Even at the end of winter, the Akins Prairie is bursting with life.
Strolling through the privately owned 17-acre site last week, Kelly Kindscher rattled off just a few of the 200 species occupying the prairie southeast of Lawrence -- switchgrass, wild rose, Black-Eyed Susans, bluestem grass and many, many more.
"Akins Prairie is one of those wonderful prairie gems, full of wildflowers if we were here at a different time of the year," said Kindscher, a scientist with the Kansas Biological Survey.
Those gems are disappearing, however.
According to an inventory conducted by Kindscher and his colleagues, development and agricultural uses have erased 409 acres of tallgrass prairie from the Douglas County landscape since 1988, leaving less than 2,000 acres in existence.
When settlers occupied Lawrence in the 1850s, by comparison, more than 300,000 acres of the county were covered by prairie.
"Douglas County was originally 94 percent prairie; we're now down to less than 1 percent," Kindscher said. "We're down to about 150 parcels left, but most of those are pretty small."
Kindscher and other open-space advocates say the survey provides fresh urgency for efforts to preserve some of the open land left in Douglas County, before it is converted to the houses, stores and factories needed by a growing population.
"It's a tiny acreage," Kindscher said. "So why not save it?"
The inventory was funded with a $177,000 grant from the Kansas Department of Wildlife and Parks, and it catalogs all of the remaining natural areas -- not just prairie -- in Douglas, Johnson, Wyandotte, Miami and Leavenworth counties.
"We're very much interested in defining the natural communities and what it takes to maintain them," said Ken Brunson, a spokesman for the state agency. "To save them, we've got to know what's there first."

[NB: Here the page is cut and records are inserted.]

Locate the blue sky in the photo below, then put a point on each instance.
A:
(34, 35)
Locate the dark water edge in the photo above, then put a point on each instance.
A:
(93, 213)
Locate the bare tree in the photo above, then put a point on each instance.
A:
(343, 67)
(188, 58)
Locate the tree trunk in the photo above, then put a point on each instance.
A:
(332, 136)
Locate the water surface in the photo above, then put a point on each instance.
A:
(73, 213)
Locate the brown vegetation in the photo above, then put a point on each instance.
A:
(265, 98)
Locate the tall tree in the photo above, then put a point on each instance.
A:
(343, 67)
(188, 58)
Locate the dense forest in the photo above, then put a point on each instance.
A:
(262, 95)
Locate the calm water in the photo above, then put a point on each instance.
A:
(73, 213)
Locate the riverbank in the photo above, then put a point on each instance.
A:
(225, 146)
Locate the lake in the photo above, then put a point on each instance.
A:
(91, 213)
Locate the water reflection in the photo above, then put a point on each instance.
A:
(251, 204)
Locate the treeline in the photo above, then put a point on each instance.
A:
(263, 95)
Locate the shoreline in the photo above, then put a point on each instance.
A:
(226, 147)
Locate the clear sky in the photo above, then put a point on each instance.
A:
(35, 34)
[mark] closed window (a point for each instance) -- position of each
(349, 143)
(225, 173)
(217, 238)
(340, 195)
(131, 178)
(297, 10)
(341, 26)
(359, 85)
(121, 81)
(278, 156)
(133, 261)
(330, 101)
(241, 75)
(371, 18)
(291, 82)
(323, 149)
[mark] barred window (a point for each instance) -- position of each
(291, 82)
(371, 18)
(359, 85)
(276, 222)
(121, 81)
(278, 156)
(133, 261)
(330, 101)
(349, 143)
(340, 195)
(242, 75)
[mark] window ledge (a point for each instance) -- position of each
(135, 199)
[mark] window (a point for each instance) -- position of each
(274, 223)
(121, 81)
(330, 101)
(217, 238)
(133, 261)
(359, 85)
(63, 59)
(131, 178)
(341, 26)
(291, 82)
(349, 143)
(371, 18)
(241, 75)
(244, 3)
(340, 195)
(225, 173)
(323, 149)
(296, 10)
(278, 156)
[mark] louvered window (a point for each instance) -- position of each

The survey team studied aerial photographs and satellite data to come up with the list. They also left their computers and offices to get a firsthand look at nature.
"We drove every county road in Douglas County to look at these sites," Kindscher said.
Despite the massive development across the county since World War II, Kindscher said, there are some areas that remain untouched, "high quality" prairies that are home to hundreds of species, some of them rare.
"These are sites that have never been plowed," Kindscher said. "The majority of the plant species you find there were there 200 years ago."
Thanks to a similar survey in 1988, Kindscher's team was able to determine that 18 percent of the county's prairies had been lost over the last 16 years.
Ninety percent of what remains is in private hands, in parcels so small most are little more than dots on a map of the county.
Once a prairie is gone, Kindscher said, it's gone.
"We are not able to truly restore a prairie," he said. "We're not good enough to restore ecosystems."
Kindscher, however, said that simply taking the land away from owners is not an option.
"It's not what should happen," he said, "and it's bad politics."
Instead, he said, state and local governments should consider putting money into conservation easements -- pay landowners who voluntarily agree to a contract never to develop their property.
The Akins Prairie is preserved through such an easement, set aside by Tom Akins and his family. Two other prairies sites in Douglas County also are under conservation easements, bringing the total to 43 acres. Akins, though privately owned, is open to public access -- many such sites aren't.
Lawrence attorney RoxAnne Miller is executive director of the Kansas Land Trust, which works to preserve open land through easements. She's also a leading figure on ECO2, the county board looking for ways to set aside both industrial and open space land -- and ways to pay for both those projects.
Kindscher's survey, she said, is part of the first step in educating the public about the value of Douglas County's tallgrass prairies.
"It may be the public will not see the significance of everything that's left," she said. "But I think that given the opportunity, they'd choose to protect a portion of it."
Kindscher said he's optimistic that half of the remaining prairie can be saved. Miller wouldn't set a goal, saying the voluntary nature of the preservation efforts will make a prediction difficult.
"When you set a goal independent of landowners' wishes, it may be difficult to turn that around," she said.
Kindscher is optimistic the public can be persuaded to save at least some of what's left.
"These are important pieces of our cultural and biological history. They're gems," he said while looking over the Akins Prairie's panoramic view.
"This parcel has over 200 species on it. Many of those are showy," he said. "This is a great place to come take a walk on a day like today, or when there's wildflowers blooming. It's part of our landscape that we grow to appreciate here in Douglas County."